The Center for Hospice & Palliative Care is looking for a new leader following the announcement Friday that its president and chief executive officer will resign at the end of her contract term early next year.
Patricia Ahern arrived in March 2014 from Park Ridge, Ill., where she served in a similar capacity at Rainbow Hospice and Palliative Care. Ahern had served as chief executive of Rainbow Hospice since 1996.
A lifelong resident of the Chicago area until her move here, Ahern earned a master’s in business administration from North Park University, a bachelor’s degree from Northeastern University, and a diploma in nursing from St. Francis Hospital in Evanston, Ill.
Ahern replaced Flint Besecker, who served as chief of the Cheektowaga-based organization for a little more than two years, until January 2013.
“My primary goal from Day One was to ensure that Hospice Buffalo had no greater priority than providing gentle, compassionate care to those in the community suffering with serious illness, including their families and caregivers. Through the development and dedication of our wonderful employees, we have been able to achieve that goal,” Ahern said in a statement released Friday by the organization. “I am extremely proud of all we have accomplished during my time here."

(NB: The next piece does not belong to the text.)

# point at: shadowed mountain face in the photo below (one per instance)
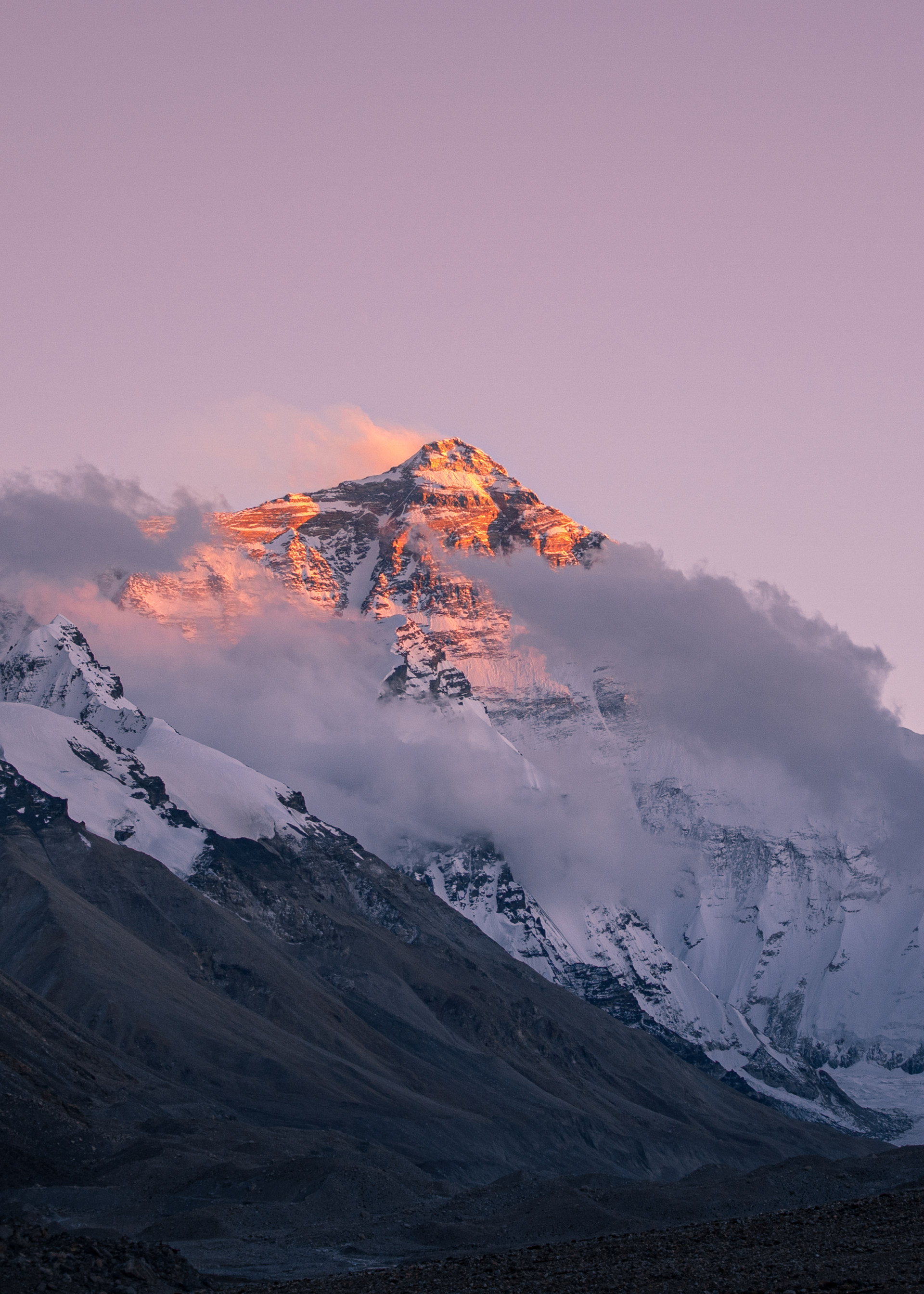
(755, 957)
(324, 992)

Ahern could not be reached Friday evening for further comment.
The center, the parent organization of Hospice Buffalo, announced that Dr. Christopher Kerr, chief medical officer, will act as interim chief executive until a successor is named.
E.J. Butler, chairman of the center's board of trustees, said he hoped to have a new CEO identified within six months. He also praised Ahern, describing her tenure as "significant and indelible," and characterized the situation as her being "ready to move on."
"Pat felt that what she came here to do has been accomplished," he said.
In a 2014 interview with The Buffalo News, Ahern, 60, talked about her decision to move to Buffalo.
"Buffalo was always one of very, very few, extremely well-regarded, highly respected hospice programs in the nation that I always thought, if a call came, I would listen," she said. "Buffalo really set the pace for all of the rest of us. In Chicago, at Rainbow, when we would work on our periodic strategic plans, we would look to see what Buffalo did."